Saturday, February 3, 2018

Michael Powell and Emeric Pressburger | I Know Where I'm Going!

by Douglas Messerli

Michael Powell and Emeric Pressburger (writers and directors) I Know Where I’m Going! / 1945

Joan Webster (Wendy Hiller), the stubborn, strong-minded young woman of Michael Powell’s and 
Emeric Pressburger’s 1945 film, I Know Where I’m Going! almost sets herself up, from the very beginning of this film, for a comeuppance, despite her surety. And already, as she announces to her “darling” elderly father that she intends to marry a man almost his age, Sir Robert Bellinger, we also know that she has utterly no idea about where she might actually be going.
      As a matter of fact, she is going to a completely new world, to the (mythical) island of Kiloran in the Scottish Hebrides aboard a first-class train car (paid for by the wealthy Bellinger) and various other methods of transportation, including a boat, upon which she meets the charming and utterly straight-forward naval officer, Torquil MacNeil.
      Because of fog, she is delayed in traveling to Kiloran, and the two must remain on the nearby 
island of Mull, where MacNeil takes her to the house of his friend, Catriona, a married woman whose husband is away on military duty and her children are at school.
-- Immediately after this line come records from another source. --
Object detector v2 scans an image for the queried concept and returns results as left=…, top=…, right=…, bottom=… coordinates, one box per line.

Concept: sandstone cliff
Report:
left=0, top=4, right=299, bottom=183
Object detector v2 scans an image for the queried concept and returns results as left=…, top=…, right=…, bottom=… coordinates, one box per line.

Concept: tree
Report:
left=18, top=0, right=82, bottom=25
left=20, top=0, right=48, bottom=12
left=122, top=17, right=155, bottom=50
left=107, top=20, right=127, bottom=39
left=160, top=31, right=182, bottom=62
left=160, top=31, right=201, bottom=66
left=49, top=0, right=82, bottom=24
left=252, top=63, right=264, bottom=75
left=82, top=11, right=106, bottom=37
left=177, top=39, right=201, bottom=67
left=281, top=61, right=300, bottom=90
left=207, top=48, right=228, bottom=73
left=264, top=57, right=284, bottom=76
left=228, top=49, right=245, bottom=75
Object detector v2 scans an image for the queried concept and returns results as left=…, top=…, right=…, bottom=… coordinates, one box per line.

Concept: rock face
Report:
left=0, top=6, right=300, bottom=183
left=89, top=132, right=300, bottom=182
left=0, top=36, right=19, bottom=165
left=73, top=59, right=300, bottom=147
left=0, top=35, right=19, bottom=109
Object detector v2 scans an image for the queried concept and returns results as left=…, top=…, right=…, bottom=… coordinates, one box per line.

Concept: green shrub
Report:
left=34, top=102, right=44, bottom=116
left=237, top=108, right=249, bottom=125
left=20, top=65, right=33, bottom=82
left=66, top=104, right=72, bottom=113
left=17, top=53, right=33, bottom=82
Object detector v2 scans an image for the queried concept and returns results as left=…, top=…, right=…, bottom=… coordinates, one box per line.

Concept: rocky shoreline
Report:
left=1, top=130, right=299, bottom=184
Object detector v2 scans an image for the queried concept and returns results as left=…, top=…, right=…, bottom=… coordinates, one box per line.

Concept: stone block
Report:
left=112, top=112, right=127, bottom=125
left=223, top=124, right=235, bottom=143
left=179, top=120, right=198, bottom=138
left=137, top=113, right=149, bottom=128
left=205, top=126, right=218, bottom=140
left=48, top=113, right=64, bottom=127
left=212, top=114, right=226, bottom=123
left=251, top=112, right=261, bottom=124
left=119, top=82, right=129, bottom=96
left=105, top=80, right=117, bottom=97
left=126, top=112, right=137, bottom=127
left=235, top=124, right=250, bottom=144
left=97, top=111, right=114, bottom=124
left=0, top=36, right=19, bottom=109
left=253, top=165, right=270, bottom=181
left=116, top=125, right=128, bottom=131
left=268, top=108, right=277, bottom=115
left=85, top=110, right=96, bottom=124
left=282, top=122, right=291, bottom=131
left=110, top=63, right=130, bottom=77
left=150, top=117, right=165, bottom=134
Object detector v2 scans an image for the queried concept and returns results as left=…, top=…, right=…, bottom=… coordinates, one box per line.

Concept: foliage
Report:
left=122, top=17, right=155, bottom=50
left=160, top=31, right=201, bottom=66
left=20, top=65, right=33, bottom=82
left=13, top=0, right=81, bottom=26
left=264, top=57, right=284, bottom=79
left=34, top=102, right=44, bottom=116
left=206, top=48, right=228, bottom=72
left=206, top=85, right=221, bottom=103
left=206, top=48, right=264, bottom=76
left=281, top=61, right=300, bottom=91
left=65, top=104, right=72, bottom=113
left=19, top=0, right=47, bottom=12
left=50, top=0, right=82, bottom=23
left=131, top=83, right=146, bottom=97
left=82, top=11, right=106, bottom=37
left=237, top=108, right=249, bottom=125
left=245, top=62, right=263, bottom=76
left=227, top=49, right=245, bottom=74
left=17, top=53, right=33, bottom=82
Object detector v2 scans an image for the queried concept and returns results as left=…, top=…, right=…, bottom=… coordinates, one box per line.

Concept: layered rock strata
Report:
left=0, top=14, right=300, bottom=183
Like Joan, Catriona is a strong-willed woman, who has a number of afghan dogs, and is far more eccentric than Joan. Catriona and Torquil are evidently childhood friends, and we suspect as Peter Bradshaw wrote in The Guardian, that they may have once been lovers. She certainly greets Torquil, as well as the surprise guest, with open arms and they now have a safe, dry place to spend the night—or as it turns out to be, since during that night a storm has come up, for several days.
      During that duration, Torquil shows her around Mull, including a local celebration, replete with dancing and Gaelic singing and a visit to a local castle, which Torquil reveals is owned by his family, but is himself unable to enter since generations earlier it had been doomed by one of his ancestor’s failed marriage.
     Gradually, it becomes apparent, Joan becomes enchanted with Mull’s landscape and inhabitants. If nothing else, we become charmed through Powell’s and Pressburger’s beautiful black-and-white representation of it. And, despite Joan’s future husband’s wealth, she discovers that it is her naval officer friend, who truly owns the castle Bellinger is simply renting: Torquil, it becomes apparent from the Mull islander’s comments, is the true Laird of Kiloran, who as Catriona suggests, can no longer afford to live in his ancestral home.
     In this sense, we quickly perceive that the true royalty of these islands are people like Torquil and Catriona, not the fabulously wealthy Bellinger, who is merely a tenant.
     Clearly the head-strong Joan does not quite want to assimilate this fact, but the directors quietly help the audience to perceive that the more down-to-earth figures Joan has already met are far superior in heritage and demeanor that the lover, to whom she’s apparently determined to link herself simply because of his wealth. We never meet Bellinger, but we now most certainly dislike him, and know that if she does marry him she will never find happiness.
     Determined as ever, moreover, Joan convinces a poor boatman to take her out in the storm to get to Kiloran, even though everyone describes the voyage as treacherous, since between the two islands exists a deadly whirlpool whipped up by the storms. In her determination Joan risks not only her own life but that the young boatman.
     Discovering her absence, Torquil queries Catriona, who tells him what Joan has done. But just as he is about to dismiss her—Catriona herself, as Bradshaw has suggested, perhaps somewhat willing to see Joan’s departure as “good riddance”—his “old friend” reveals to him that Joan has left not to reach Bellinger, as much as to escape Torquil’s charms.
     Like a matinee hero, the navy man determines to save the day, himself steering the boat out of harm’s way. When the boat’s motor stalls, it appears that they will be sucked into the maelstrom, but Torquil succeeds, at the last moment, in restarting the engine, and they move forward out of the eye of the whirlpool—an event as exciting as nearly any scene in adventure films.
      So, it seems, Joan is off to marry her “sugar-daddy,” and as we now perceive, to ruin her young life. Yet suddenly she re-appears on the island of Mull with three pipers, ready to marry her new-found love. The curse of the Mull castle has been lifted, and together they enter it anew.
      Combining a pure romance, with lovely, documentary-like footage, with a bit of an adventure story, the directors have created a lovely fable of how the Scottish once more (as in Whiskey Galore! and Local Hero) undermine British resolve with charm and understatement.